“María seguía nutriendo un resentimiento tan tenaz, como el que sólo las mujeres son capaces de poner en sus antipatías de la infancia, para guardarlo hasta que ya son abuelas”. Así describe Günter Grass, premio Nobel, a uno de sus personajes, en la novela El tambor de hojalata. Esta cita del autor alemán encabeza un ensayo sobre el rencor escrito por el psicoanalista uruguayo Luis Kancyper, quien afirma: “El sujeto rencoroso (resentido y remordido), es un mnemonista implacable. No puede perdonar ni perdonarse. No puede olvidar. Está abrumado por la memoria de un pasado que no puede separar y mantener a distancia del consciente. [...] La memoria del rencor se nutre de la esperanza del poder de un tiempo de revancha a venir”.

Hay familias donde la comida se sirve con un aderezo de rabia acumulada, sometida al hervor de los calderos, más la ficción que el tiempo añade, porque no todo lo que se recuerda fue cierto: hay en el discurso palabras añadidas a las pronunciadas tiempo atrás por amigos y parientes. Hay amargura en las frases dichas por los mayores, que se transforma en veneno que vuela para ser depositado en los oídos de los niños. El resentimiento es lo que dice la palabra: una emoción que se repite, una narración circular que hace daño, una y otra vez, hasta que las nuevas generaciones la toman como estafeta y pretexto para el odio. Liberarse del rencor heredado es uno de los retos más difíciles de la vida.

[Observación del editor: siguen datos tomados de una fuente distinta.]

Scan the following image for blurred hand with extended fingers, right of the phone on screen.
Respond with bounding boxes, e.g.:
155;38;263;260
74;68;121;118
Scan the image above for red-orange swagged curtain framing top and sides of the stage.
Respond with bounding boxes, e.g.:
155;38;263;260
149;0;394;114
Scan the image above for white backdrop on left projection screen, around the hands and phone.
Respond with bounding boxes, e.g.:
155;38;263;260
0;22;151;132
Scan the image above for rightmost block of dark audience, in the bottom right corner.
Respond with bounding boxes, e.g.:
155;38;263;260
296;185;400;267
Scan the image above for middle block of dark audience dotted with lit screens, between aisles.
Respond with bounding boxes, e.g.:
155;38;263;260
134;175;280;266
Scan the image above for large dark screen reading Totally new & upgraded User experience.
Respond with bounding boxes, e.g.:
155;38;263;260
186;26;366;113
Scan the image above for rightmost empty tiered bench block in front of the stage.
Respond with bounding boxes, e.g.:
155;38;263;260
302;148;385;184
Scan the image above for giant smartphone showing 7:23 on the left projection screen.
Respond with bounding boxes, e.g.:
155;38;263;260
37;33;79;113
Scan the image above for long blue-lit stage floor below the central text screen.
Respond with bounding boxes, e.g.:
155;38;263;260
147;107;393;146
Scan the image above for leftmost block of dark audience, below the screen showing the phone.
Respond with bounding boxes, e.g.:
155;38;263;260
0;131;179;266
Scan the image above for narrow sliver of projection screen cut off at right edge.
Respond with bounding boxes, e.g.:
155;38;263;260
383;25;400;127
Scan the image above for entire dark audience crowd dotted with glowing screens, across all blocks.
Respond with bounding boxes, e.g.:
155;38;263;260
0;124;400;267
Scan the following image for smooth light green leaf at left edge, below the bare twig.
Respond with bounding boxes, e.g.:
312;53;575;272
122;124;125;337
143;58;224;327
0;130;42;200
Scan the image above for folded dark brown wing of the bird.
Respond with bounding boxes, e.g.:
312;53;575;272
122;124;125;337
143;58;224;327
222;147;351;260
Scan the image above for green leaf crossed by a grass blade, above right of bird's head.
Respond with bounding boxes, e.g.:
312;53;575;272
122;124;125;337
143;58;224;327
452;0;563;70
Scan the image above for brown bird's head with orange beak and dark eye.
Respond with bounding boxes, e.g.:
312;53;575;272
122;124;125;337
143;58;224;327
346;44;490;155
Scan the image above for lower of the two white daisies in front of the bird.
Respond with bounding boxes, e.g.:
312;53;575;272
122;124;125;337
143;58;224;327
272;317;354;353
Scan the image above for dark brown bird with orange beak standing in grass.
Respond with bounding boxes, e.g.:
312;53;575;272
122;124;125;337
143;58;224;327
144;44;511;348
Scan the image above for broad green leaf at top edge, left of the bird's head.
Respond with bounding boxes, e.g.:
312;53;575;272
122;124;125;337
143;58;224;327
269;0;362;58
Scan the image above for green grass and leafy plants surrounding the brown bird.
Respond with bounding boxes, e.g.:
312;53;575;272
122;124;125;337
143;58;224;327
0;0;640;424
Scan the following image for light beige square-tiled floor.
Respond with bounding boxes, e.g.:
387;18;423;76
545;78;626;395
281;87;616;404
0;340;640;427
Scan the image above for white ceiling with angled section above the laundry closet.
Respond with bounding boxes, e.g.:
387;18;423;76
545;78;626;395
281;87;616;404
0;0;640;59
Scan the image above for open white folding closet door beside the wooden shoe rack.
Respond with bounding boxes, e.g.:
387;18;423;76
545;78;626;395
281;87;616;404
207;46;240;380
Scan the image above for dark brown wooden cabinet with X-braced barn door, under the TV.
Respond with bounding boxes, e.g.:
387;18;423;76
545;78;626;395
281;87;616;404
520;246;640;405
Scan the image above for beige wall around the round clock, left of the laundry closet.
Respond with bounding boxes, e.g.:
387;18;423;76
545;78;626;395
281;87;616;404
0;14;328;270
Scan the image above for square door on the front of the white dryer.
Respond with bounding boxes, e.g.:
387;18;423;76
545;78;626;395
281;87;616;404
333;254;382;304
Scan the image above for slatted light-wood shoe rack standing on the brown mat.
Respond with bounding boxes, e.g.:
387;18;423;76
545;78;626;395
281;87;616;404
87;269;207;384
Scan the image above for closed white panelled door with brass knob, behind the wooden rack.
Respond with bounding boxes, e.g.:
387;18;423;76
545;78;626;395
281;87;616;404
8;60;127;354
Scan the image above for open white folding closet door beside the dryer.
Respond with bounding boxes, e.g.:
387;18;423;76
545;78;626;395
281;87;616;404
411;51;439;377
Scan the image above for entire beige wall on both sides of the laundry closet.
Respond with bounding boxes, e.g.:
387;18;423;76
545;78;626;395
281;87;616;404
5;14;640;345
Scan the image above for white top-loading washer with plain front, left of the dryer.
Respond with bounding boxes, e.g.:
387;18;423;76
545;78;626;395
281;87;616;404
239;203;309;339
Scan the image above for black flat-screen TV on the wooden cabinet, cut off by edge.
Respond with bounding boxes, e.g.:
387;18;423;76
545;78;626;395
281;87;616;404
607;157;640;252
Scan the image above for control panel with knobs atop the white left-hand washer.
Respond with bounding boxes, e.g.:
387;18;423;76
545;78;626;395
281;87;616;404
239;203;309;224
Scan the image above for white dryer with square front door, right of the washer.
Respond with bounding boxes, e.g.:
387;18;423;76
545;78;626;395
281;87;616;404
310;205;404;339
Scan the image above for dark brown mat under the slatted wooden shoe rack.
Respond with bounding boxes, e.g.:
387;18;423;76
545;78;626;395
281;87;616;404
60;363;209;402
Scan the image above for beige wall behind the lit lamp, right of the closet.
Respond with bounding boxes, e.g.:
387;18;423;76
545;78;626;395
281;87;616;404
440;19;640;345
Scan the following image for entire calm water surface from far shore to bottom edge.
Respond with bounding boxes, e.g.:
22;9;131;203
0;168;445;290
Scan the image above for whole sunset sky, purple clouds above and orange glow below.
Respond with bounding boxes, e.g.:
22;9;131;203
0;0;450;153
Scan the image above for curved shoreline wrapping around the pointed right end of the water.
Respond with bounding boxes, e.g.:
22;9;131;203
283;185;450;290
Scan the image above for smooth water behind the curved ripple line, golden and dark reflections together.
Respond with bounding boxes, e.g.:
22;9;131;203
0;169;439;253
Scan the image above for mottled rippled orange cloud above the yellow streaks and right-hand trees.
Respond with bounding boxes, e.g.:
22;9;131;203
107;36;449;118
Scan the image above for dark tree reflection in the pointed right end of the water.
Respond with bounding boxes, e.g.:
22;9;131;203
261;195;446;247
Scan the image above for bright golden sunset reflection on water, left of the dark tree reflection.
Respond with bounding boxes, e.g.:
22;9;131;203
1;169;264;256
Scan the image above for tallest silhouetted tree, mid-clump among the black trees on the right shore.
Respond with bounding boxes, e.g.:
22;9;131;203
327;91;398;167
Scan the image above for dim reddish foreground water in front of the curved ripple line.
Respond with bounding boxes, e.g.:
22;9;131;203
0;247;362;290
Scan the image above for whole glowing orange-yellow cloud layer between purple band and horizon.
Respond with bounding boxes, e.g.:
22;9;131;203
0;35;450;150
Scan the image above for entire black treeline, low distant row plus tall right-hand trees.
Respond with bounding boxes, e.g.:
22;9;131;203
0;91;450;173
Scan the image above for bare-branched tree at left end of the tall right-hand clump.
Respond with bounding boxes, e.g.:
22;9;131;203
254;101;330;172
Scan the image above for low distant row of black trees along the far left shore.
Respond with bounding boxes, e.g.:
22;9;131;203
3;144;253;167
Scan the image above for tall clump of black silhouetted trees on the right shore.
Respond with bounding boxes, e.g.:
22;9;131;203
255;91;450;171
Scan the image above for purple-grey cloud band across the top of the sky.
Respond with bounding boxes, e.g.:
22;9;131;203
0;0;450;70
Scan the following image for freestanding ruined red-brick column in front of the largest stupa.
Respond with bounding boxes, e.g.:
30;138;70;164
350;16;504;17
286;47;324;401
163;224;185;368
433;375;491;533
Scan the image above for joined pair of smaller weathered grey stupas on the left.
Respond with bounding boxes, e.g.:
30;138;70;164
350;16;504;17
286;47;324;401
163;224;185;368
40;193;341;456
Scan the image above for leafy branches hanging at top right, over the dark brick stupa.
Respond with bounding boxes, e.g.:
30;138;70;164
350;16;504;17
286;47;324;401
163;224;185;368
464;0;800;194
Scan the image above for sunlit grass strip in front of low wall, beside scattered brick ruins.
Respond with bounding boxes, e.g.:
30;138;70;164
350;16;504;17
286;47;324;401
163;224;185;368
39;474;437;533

En el poema “Amor”, Jaime Torres Bodet dice: “Todo lo que se va / con el hombre que escapa: / el silencio, la voz, / los trenes y los años, / no sirve para huir / de este recinto exacto / sin horas ni reloj, / sin ventanas ni cuadros / que a todas partes va / conmigo cuando viajo. // Para escapar de ti / necesito un cansancio / nacido de ti misma: / una duda, un rencor, / la vergüenza de un llanto”.

El rencor aparece en medio del pecho como un agujero de poca profundidad. Los pensamientos recurrentes y la memoria reiterada de los momentos en que este hombre, aquella mujer, se sintieron humillados, excava la carne viva y convierte el agujero en un túnel oscuro que parece no tener fin, entre el corazón y la garganta. Estos versos son del poema “El pozo”, de Neruda: “Amor mío, ¿qué encuentras / en tu pozo cerrado? / ¿algas, ciénagas, rocas? / ¿qué ves con ojos ciegos, / rencorosa y herida? // Mi vida, no hallarás / en el pozo en que caes / lo que yo guardo para ti en la altura: / un ramo de jazmines con rocío, / un beso más profundo que tu abismo. / No me temas, no caigas / en tu rencor de nuevo”.

El que alberga rencor no encuentra la paz; duerme con esa inquietud alojada en las esquinas del alma y se encuentra de nuevo con ella al salir el sol.

El cubano José Ángel Buesa, a quien imagino sentado en el malecón de La Habana, en El Salvador, las Islas Canarias o República Dominicana, lugares donde vivió, escribió así sobre el tema: “Viejo lobo de mar, de sed sorda y violenta: / el humo de tu pipa tiene olor a tormenta./ Si relatas tus viajes ya nadie te hace caso, / porque siempre naufragas en el fondo de un vaso, / y cada travesía concluye como empieza: / en espuma de mar o espuma de cerveza. / Viejo lobo de mar: quédate en tu navío, / y escupe hacia la noche tu rencor y tu hastío”.